Division of Developmental Biology, Department of Pediatrics, Cincinnati Children's Hospital Medical Center, University of Cincinnati College of Medicine, Cincinnati, OH, USA.
J Exp Clin Cancer Res. 2023 Oct 20;42(1):273. doi: 10.1186/s13046-023-02850-7.

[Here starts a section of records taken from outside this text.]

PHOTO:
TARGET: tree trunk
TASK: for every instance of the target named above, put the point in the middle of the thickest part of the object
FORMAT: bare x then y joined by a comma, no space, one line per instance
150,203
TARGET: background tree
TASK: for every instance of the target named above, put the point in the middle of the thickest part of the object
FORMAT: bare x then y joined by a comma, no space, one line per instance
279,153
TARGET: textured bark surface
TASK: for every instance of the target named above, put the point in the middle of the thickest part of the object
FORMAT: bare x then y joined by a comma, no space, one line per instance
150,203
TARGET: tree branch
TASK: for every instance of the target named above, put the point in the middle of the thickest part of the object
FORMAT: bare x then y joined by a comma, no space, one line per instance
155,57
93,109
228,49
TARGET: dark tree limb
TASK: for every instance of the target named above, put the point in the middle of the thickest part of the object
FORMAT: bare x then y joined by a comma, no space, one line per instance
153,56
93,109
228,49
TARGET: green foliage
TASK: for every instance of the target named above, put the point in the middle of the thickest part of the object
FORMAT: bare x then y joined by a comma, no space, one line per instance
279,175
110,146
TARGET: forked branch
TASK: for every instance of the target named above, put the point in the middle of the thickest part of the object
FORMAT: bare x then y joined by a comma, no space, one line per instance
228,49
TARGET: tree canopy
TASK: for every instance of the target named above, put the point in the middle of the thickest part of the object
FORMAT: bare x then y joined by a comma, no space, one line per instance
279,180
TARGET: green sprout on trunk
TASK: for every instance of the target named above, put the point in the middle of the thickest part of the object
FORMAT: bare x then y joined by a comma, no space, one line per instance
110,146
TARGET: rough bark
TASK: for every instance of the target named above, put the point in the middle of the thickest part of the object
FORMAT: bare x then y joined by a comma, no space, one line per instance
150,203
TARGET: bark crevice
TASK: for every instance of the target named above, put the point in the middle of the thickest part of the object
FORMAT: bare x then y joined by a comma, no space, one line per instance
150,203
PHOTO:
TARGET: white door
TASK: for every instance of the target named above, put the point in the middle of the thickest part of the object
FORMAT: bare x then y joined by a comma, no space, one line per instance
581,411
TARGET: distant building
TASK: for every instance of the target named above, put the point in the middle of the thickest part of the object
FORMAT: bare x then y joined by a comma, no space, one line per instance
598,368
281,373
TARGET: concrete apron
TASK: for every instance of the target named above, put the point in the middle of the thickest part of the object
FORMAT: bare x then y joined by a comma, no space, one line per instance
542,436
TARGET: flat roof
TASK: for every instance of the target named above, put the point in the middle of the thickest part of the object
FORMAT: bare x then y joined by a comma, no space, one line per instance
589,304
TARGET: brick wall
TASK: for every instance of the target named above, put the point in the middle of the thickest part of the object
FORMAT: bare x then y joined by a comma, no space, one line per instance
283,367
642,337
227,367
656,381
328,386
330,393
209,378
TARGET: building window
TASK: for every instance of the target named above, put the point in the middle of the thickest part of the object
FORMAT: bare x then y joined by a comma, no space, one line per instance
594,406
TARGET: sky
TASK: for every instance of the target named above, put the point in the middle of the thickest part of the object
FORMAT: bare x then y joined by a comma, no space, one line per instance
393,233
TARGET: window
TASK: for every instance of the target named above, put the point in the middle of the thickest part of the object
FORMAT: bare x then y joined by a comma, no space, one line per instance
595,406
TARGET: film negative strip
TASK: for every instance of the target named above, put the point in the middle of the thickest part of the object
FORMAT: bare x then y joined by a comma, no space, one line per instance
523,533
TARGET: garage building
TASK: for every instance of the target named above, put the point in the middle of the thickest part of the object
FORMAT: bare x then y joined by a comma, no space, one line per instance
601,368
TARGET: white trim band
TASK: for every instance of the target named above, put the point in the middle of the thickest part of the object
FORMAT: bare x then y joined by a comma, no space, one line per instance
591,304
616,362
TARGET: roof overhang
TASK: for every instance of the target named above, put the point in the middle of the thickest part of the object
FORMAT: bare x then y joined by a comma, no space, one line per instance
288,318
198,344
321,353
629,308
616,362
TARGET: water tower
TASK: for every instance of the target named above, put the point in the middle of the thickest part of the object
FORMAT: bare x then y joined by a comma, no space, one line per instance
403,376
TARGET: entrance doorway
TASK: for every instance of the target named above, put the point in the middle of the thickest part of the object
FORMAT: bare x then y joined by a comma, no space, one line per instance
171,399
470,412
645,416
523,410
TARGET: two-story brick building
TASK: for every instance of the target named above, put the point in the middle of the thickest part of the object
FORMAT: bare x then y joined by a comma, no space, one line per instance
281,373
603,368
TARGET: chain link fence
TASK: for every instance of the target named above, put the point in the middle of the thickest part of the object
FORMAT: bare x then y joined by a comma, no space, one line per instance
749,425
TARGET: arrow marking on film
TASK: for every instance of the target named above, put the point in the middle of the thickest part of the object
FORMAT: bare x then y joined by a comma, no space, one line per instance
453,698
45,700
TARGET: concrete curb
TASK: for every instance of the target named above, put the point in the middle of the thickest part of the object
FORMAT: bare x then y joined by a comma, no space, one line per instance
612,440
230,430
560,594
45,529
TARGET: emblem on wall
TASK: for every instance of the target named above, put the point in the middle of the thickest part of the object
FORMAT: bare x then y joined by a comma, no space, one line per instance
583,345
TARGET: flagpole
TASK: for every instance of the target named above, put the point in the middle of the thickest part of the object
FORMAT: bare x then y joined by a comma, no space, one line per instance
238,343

The insulin-like growth factor receptor (IGF-1R) was among the most intensively pursued kinase targets in oncology. However, even after a slew of small-molecule and antibody therapeutics reached clinical trials for a range of solid tumors, the initial promise remains unfulfilled. Mechanisms of resistance to, and toxicities resulting from, IGF-1R-targeted drugs are well-catalogued, and there is general appreciation of the fact that a lack of biomarker-based patient stratification was a limitation of previous clinical trials. But no next-generation therapeutic strategies have yet successfully exploited this understanding in the clinic.Currently there is emerging interest in re-visiting IGF-1R targeted therapeutics in combination-treatment protocols with predictive biomarker-driven patient-stratification. One such biomarker that emerged from early clinical trials is the sub-cellular localization of IGF-1R. After providing some background on IGF-1R, its drugging history, and the trials that led to the termination of drug development for this target, we look more deeply into the correlation between sub-cellular localization of IGF-1R and susceptibility to various classes of IGF-1R - targeted agents.
胰岛素样生长因子受体 (IGF-1R) 是肿瘤学中研究最深入的激酶靶点之一。然而,即使有大量小分子和抗体治疗药物针对一系列实体瘤进入临床试验,最初的承诺仍未实现。针对 IGF-1R 靶向药物的耐药机制和毒性已经得到了很好的记录,人们普遍认识到,缺乏基于生物标志物的患者分层是以前临床试验的一个局限性。但是,目前还没有下一代治疗策略能够成功地将这一认识应用于临床。目前,人们对重新将 IGF-1R 靶向治疗与具有预测性生物标志物驱动的患者分层的联合治疗方案结合起来产生了兴趣。早期临床试验中出现的一个此类生物标志物是 IGF-1R 的亚细胞定位。在提供了关于 IGF-1R、其药物开发历史以及导致该靶点药物开发终止的试验的背景信息之后,我们更深入地研究了 IGF-1R 的亚细胞定位与对各种 IGF-1R 靶向药物的敏感性之间的相关性。